Habermas disfrutó de una larga y aplaudida carrera en la Europa de la posguerra. Durante décadas, fue presentado como uno de los principales proponentes de la filosofía secular que llegó a dominar las universidades occidentales.
  
Según el marco de su “pragmática universal” y su “teoría del consenso de la verdad”, Habermas decía que las cuestiones morales como el aborto, la sexualidad y los valores familiares ya no se basan en la verdad objetiva o la ley natural, sino que pueden ser destruidas a través de procesos “democráticos” públicos.
   
Era un típico izquierdista de salón y caviar: un maestro de la pseudociencia verbosa que escondía ideas delgadas detrás de la jerga, por lo que fácilmente se le puede llamar un autopromotor o un charlatán de izquierda bien pagado, a pesar que él ni siquiera creía en la verdad de sus propias declaraciones, como se deduce de la siguiente cita:
«La verdad es una pretensión de validez que unimos a actos de habla constatativos. Una proposición es verdadera si está justificada la pretensión de validez de los actos de habla con los que afirmamos cualquier proposición mediante el uso de enunciados» [JÜRGEN HABERMAS, “Wahrheitstheorien” (Teoría de la verdad), en Wirklichkeit und Reflexion: Festschrift Walter Schulz zum 60. Geburtstag (Realidad y Reflexión: Celebración escrita por los 60 años de Walter Schulz), Helmut Fahrenbach (editor). Pfullingen, G. Neske 1973, pág. 217].

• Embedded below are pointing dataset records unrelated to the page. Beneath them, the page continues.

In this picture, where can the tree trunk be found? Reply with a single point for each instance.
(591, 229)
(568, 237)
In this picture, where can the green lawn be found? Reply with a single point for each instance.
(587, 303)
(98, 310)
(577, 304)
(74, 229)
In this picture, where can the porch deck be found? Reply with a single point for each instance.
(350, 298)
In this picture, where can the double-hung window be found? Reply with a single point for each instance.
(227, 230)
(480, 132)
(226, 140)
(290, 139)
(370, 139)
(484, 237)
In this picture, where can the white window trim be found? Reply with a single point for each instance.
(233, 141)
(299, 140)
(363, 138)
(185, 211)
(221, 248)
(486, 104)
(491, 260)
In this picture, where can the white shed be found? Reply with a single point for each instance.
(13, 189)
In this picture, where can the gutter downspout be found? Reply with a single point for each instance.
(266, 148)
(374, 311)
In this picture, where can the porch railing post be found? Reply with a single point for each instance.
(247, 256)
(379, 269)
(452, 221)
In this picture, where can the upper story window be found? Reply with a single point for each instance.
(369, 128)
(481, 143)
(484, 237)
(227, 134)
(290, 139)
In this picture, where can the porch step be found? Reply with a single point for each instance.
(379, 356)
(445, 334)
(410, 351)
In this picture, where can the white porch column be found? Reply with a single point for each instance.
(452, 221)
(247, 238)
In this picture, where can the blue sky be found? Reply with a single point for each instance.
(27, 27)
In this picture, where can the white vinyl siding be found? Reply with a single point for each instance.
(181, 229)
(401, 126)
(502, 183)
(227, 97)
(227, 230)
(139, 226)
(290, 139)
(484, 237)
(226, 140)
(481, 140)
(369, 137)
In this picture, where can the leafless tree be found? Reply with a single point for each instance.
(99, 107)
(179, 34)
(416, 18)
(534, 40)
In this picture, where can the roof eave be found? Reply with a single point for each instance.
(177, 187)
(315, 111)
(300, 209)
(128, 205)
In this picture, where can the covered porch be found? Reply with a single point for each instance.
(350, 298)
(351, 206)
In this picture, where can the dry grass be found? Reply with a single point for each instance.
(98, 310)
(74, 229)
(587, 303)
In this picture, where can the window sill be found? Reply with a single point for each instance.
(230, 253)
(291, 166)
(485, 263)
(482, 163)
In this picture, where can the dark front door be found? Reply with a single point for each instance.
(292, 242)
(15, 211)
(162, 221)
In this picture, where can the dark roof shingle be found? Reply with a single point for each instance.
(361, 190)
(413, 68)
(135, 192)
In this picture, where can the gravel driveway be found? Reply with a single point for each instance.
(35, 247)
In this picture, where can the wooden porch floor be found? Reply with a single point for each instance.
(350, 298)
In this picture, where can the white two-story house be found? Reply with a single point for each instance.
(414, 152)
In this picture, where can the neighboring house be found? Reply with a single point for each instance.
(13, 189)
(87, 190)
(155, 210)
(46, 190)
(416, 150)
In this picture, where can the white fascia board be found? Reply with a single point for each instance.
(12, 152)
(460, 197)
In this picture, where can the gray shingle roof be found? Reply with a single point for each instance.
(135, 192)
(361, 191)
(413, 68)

Mención particular merece su diálogo con un tal Josef Ratzinger en la Academia Católica de Baviera el 18 de Enero de 2024 (publicado al año siguiente, cuando Ratzinger se convirtió en Benedicto XVI, como “Dialéctica de la secularización. Sobre la razón y la religión”) donde afirmó que si bien puede fundar su ética sin la religión,
«Una cultura política liberal puede incluso esperar que los ciudadanos secularizados participen en los esfuerzos por traducir las contribuciones relevantes de la esfera religiosa a un lenguaje accesible al público».
A pesar de la reputación que gozaba en los círculos académicos, Habermas era un conferenciante notablemente pobre. Nacido con un paladar hendido (por lo que fue operado dos veces en su infancia), su pronunciación lenta y nasal y su estilo de hablar torpe eran a menudo difíciles de soportar.